First check of water and RV antifreeze at 2 hours.
I could not push the toothpick into the frozen mixture and this was just at two hours. Looking at the mark on the outside of the container, the mixture had expanded up over the mark to almost 1/4" inch higher than the mark. The mixture EXPANDED. This would do damage if in a pipe or valve at this temperature.
The next check of the mixture was at 5 hours.
The mixture is solid. It still has a grainy surface. The expansion level is about the same as it was at 5 hours. I could not put my finger into the mixture at all. The toothpick would not go in.

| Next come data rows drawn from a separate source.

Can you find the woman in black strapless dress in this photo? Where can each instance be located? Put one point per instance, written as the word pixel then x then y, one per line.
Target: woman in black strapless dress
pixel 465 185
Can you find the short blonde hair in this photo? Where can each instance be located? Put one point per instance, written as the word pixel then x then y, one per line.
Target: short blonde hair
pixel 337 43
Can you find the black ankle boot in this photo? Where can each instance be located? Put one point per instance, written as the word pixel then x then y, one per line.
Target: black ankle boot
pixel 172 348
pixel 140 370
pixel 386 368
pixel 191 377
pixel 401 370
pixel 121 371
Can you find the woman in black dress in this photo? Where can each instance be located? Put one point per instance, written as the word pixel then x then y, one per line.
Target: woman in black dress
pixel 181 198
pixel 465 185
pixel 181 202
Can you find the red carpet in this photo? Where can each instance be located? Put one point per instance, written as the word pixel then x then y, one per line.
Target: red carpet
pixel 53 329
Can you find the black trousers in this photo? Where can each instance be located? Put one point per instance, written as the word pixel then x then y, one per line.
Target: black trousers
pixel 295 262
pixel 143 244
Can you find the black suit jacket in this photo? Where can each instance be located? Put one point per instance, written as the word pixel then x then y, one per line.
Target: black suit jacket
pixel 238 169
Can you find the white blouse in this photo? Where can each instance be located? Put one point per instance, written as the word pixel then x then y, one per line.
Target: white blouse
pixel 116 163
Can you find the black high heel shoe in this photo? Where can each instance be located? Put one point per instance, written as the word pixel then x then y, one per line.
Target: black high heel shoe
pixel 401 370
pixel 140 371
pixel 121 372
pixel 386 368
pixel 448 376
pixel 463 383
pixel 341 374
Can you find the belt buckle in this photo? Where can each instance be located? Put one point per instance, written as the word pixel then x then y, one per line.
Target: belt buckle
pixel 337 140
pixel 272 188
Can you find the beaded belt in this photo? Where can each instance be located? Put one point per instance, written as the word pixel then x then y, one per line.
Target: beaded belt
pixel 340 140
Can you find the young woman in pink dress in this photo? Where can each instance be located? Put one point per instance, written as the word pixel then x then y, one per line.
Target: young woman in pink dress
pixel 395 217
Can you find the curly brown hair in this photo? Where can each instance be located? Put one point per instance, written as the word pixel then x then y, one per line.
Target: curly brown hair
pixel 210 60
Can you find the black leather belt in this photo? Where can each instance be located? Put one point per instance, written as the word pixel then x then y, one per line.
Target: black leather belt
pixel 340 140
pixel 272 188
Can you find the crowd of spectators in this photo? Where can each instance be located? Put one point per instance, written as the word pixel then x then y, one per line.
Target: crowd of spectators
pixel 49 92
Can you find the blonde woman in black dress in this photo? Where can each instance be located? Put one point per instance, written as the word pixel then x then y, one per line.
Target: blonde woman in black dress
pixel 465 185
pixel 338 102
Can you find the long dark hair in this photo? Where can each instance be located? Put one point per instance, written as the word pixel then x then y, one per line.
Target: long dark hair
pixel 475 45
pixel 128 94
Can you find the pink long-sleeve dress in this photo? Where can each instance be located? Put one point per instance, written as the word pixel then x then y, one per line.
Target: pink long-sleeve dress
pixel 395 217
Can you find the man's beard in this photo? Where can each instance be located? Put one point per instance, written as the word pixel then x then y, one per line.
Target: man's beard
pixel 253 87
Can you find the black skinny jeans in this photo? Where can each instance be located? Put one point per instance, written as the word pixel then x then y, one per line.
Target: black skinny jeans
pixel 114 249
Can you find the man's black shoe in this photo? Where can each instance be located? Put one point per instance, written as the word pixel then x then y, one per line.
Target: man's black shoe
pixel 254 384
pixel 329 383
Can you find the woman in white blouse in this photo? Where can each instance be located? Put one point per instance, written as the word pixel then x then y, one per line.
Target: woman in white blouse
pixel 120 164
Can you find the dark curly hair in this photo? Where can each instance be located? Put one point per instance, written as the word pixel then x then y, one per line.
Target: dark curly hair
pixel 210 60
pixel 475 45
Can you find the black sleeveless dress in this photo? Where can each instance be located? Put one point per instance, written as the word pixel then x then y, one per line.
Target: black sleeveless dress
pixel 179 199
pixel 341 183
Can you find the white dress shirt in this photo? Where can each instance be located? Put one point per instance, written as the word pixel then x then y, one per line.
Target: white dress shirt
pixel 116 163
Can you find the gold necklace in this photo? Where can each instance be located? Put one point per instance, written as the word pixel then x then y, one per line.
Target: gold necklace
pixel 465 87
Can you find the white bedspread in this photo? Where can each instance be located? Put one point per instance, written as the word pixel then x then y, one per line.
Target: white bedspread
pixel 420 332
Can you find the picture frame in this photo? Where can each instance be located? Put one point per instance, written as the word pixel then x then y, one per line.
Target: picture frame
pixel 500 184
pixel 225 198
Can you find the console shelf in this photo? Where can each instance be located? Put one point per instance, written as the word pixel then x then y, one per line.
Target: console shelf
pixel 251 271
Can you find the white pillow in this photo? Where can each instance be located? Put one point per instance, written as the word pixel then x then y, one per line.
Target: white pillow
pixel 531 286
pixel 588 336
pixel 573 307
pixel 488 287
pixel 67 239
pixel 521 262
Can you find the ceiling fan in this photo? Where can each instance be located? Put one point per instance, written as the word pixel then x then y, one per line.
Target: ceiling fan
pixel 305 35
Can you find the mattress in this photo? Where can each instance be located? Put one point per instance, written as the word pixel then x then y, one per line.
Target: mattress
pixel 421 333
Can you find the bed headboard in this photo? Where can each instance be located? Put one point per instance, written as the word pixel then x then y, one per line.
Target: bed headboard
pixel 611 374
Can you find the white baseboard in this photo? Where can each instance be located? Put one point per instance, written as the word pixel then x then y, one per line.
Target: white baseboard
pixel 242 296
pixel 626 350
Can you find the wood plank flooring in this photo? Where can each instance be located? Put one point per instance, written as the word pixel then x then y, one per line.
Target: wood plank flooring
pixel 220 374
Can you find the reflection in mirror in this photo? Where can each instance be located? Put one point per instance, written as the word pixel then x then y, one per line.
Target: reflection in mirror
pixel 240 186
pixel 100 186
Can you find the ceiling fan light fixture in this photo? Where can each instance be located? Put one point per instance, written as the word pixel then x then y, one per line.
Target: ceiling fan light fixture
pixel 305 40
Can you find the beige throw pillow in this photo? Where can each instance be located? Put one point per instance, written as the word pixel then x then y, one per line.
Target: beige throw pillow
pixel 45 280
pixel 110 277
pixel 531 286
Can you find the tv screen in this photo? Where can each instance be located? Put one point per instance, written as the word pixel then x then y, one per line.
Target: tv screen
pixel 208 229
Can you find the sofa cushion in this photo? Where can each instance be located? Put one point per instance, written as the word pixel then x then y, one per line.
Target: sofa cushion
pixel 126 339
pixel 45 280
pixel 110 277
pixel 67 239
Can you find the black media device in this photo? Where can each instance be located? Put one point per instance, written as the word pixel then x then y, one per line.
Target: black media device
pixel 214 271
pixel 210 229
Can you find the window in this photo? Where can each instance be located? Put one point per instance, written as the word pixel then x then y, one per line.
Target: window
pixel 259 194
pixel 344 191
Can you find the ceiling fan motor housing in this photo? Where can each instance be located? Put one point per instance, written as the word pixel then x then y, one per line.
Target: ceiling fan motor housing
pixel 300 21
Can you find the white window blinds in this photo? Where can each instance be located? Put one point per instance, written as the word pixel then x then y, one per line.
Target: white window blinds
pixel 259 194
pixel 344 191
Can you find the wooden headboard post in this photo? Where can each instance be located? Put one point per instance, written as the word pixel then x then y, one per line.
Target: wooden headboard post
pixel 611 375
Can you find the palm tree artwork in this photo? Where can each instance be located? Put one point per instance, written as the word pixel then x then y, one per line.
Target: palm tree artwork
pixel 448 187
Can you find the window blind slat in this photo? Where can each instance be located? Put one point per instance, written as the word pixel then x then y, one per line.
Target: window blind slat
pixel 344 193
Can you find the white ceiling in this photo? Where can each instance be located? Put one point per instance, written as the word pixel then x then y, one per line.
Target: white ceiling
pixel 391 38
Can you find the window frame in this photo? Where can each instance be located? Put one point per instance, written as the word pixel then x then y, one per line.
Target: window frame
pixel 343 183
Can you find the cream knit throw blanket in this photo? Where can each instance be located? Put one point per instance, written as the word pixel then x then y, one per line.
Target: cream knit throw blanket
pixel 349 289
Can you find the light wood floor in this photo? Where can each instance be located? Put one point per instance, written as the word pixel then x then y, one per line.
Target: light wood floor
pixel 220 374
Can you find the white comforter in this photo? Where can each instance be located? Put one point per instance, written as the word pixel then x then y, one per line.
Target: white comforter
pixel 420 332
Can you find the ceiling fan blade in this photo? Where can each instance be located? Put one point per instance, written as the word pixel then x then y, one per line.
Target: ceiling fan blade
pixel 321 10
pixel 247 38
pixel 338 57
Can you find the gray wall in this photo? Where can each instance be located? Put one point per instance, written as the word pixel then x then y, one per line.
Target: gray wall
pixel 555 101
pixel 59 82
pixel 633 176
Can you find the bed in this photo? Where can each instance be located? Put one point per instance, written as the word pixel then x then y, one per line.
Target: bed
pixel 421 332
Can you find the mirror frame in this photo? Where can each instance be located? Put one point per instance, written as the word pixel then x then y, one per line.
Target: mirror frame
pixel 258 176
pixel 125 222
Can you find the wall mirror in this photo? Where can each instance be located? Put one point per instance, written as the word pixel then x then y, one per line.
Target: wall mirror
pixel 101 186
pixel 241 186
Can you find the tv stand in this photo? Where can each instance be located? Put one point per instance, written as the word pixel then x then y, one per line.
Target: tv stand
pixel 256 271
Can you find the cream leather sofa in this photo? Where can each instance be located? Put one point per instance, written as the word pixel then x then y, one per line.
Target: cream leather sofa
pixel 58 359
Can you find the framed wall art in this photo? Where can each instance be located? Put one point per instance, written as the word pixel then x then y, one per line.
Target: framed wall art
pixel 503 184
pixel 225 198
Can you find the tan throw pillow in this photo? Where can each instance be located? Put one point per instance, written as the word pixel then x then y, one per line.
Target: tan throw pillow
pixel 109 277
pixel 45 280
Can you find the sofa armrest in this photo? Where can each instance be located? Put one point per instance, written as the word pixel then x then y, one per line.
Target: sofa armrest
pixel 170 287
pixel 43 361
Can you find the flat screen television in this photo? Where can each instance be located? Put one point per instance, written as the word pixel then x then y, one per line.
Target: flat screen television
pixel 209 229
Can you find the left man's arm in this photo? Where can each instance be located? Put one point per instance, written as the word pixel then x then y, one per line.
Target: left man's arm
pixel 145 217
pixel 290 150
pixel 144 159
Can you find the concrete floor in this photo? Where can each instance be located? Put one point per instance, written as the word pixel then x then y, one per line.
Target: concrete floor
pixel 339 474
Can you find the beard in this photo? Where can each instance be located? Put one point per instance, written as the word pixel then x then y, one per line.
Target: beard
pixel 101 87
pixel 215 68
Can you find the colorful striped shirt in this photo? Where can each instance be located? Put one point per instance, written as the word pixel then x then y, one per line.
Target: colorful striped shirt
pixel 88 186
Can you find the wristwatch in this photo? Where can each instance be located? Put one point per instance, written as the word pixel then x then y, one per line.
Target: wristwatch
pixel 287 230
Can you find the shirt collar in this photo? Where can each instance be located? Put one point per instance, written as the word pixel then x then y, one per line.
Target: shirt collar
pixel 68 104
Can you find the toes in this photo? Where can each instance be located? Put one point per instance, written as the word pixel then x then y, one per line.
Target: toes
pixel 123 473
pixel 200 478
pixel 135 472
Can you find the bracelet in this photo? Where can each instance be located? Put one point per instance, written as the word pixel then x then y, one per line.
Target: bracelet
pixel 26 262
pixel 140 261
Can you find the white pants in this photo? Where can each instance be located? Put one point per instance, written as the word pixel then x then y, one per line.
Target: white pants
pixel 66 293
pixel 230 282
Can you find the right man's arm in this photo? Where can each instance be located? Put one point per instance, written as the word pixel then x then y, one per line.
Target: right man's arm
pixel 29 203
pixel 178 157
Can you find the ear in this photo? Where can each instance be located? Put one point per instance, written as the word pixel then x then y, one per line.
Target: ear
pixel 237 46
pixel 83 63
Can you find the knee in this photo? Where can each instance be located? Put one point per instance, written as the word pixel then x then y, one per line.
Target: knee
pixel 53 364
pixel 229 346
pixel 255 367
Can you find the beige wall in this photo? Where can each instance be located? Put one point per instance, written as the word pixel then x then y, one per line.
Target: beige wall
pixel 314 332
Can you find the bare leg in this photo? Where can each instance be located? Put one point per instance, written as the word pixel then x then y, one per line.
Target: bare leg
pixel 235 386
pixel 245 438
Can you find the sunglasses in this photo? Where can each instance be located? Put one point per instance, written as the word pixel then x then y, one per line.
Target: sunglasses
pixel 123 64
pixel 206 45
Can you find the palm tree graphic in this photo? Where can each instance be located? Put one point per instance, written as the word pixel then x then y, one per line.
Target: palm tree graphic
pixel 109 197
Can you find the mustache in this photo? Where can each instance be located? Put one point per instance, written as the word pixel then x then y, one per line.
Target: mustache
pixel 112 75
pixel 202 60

The next check was at 11 hours.
So what is learned from all of this - use RV antifreeze straight out of the bottle. When you winterize you are pushing whatever water is remaining in the pipes and valves out with the antifreeze as it is run through the pipe and through the faucet and toilet valves. When you are done all that is left is RV antifreeze in those places. Do not mix RV antifreeze with water and think that you are protected. You are not. If you are winter camping and want to use RV antifreeze to flush your toilet, only use straight out of the bottle RV antifreeze and never come close to filling your black tank in the process - make sure to dump before the tank is even close to full and then if you have a macerator, run antifreeze into the empty waste tank and then into the macerator to keep that protected between uses. Of course, gambling is a big industry and a lot of people like to gamble. If you want to gamble like this the odds are definitely against you.